My favourite joke goes: “I went to a museum where they had all the heads and arms from the statues that are in all the other museums.”
Infirm Action.
He’s more or less non-discriminatory in his book buying. In so much as he has a favourite book shop, or really two, and as much as he would like to support only those—and which would, to their credit, cater to almost all of his needs, satisfy most of his desires between them—he can’t, or at least doesn’t feel compelled to. Which concerns him.
And so he has others. And he’s happy buying books from each, depending on where he is that day; where he has to go, where he ends up, or where he wants to be. He finds them fine, likes them all well enough for reasons specific to each; each with their merits, except of course for one, which he actively dislikes. And even then he has to admit that it has some worth considering, by virtue of its location and the late opening hours. There are, in fact, two that fit this same profile. He dislikes them equally, hates them both. But they sell books and sometimes he is there. In fact more often than he would like he is there, and so goes inside and later leaves.
Night of Joy
The edges of the day always seem to invade on what little space you’ve made towards the end, when you’ve just about given up, or have made the decision to put it down to bad luck—the lunar eclipse; mercury in retrograde every five-fucking-minutes, everyone you know letting you know. It’s not as though your defenses are down, more so you’ve not had any time to build them up. What position do you have to defend, if you’re always on your way from one place to the next? “Keep moving,” some individual will almost always offer up. Idiocy disguised as advice. That’s where all those bumper stickers come from after all—irritating people with something positive to say.
Keep on Truckin’
Robert Crumb, or not, it’s not any sort of advice.
But who’s to say that any of us know how, or would want to anyway?
And so the little things, that don’t add up to much, suddenly and slowly, depending on the night, begin to find themselves on your mind. One on top of the other, piling up—a straight line from the floor to the ceiling to the sky outside. And despite the motivational poster you’ve placed on the wall, across from the chair in which you now sit, you’re not so sure anymore if you have what it takes, to get from where you sit now to where later you’ll lay.

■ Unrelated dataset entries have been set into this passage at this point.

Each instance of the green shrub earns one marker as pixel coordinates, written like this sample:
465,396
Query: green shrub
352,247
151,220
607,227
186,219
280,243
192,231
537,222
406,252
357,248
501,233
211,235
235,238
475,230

The Guy Cleaning the Room is the Worst Dude.
In yellow, the middle-aged Pakistani woman waits in line. Her synthetic climbing pants halfway cuffed to forever, a large patch of sweat between the pockets, her thighs. Half of whatever she is visible; the shape of something moving beneath; tinted, like the lens of a cheap pair of sunglasses, the gel you slide across a theatre light.
Cottage
On the bed, the mattress on the wood floor of the landlord-built sleeping loft, the sheets are a mess; curled around and over each other, twisted in braids of beige and grey and white. The pillows are halfway down, parts of clothing visible here and there—the lower arm and cuff of a sweatshirt, the stripes of some athletic socks. Survey the scene: his insides all over the edges—constellations of his unborn, sinking into the unwashed fibers of the borrowed bed sheet.